- Faith and Fear in Flushing - http://www.faithandfearinflushing.com -

Winning > Losing

No, I’m not being cute. Too tired for that. I’m acknowledging that we’ve reached a familiar point in the progression of a lost season, though this familiar point isn’t the big reveal.

The big reveal is that the games you’re watching are expository bric-a-brac, part of the lead-in to the real story, which you just realized isn’t being written this year. You’re in the Smudge [1], skimming the agate type, watching the stuff folks want to fast-forward through to get to the point where the action starts. Only there isn’t a fast-forward button. You just gotta wait.

That’s the big reveal, and it’s behind us. This is what comes after. And this is the point that always arrives as part of that falling action: the night when you stop fighting and just let baseball be baseball. You watch (when you aren’t doing something else) and cheer when things go well (though sadly that’s a little muted) and groan when things go badly (though that’s a little muted too, which you think is a kindness until you realize that actually it’s the saddest part).

There’s still some drama ahead, of course. There will be trades and moaning about trades and call-ups and stupid small-sample-size arguments about call-ups and a few exciting finishes.

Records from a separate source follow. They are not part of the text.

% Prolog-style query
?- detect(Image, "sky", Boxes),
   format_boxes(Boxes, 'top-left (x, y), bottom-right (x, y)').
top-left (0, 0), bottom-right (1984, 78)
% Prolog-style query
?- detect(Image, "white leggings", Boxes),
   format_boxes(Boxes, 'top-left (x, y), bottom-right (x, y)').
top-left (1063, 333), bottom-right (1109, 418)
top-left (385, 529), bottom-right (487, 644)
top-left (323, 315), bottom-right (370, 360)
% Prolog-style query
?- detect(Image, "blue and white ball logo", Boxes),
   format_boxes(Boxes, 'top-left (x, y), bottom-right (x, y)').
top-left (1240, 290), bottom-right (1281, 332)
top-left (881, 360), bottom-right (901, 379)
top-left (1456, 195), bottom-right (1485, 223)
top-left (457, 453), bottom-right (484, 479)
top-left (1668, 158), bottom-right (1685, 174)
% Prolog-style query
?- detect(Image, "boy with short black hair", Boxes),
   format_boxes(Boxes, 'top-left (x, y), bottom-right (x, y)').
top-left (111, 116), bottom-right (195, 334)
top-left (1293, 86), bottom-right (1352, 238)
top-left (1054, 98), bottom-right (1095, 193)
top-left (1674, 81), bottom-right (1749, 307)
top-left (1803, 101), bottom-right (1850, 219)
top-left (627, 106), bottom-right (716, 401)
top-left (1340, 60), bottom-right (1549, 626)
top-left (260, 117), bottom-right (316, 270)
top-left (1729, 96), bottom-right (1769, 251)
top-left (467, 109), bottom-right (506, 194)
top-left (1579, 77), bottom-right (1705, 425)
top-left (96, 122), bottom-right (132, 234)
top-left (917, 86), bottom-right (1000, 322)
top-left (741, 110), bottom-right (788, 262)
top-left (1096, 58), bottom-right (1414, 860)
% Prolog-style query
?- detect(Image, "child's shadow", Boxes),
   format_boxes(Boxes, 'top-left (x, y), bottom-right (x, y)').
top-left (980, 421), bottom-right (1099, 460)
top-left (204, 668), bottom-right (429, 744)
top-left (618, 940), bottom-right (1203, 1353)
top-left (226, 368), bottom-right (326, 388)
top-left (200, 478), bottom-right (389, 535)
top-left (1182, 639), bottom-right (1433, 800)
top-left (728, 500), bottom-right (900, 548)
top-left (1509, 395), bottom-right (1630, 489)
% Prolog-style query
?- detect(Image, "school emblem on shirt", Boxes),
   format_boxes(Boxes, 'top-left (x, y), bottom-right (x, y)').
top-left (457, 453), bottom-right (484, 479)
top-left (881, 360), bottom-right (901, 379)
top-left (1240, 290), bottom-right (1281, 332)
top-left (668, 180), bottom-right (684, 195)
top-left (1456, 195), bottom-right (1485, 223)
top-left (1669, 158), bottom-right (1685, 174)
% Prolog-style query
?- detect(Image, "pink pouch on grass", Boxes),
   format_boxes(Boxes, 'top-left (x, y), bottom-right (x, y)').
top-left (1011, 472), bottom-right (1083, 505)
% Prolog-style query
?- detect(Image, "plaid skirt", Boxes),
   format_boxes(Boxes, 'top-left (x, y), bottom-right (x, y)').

But it’s all lowercase from now until sometime next spring.

And so our world has shrunk to this: winning > losing. Simple as that.

So. Jacob deGrom was good, as he has been for a long stretch that’s been a balm for weary Mets souls. The Mets whacked Mike Leake around but good, the kind of outburst that often follows fallow periods of woe and is simultaneously pleasing and annoying, because when it happens it looks so easy and we have to remind ourselves that it’s anything but. We got a reminder that the Cardinals aren’t good, then one that the Mets aren’t good — they commenced to play stupid defensively, forcing deGrom from the game before his usual seven innings were recorded. At that point the game became more interesting though less entertaining, but Addison Reed put down the uprising (during which you could feel the appraisals in distant front offices) and the Mets had won [2].

They won. That will suffice for now. It’s no longer particularly important, but it feels better to watch.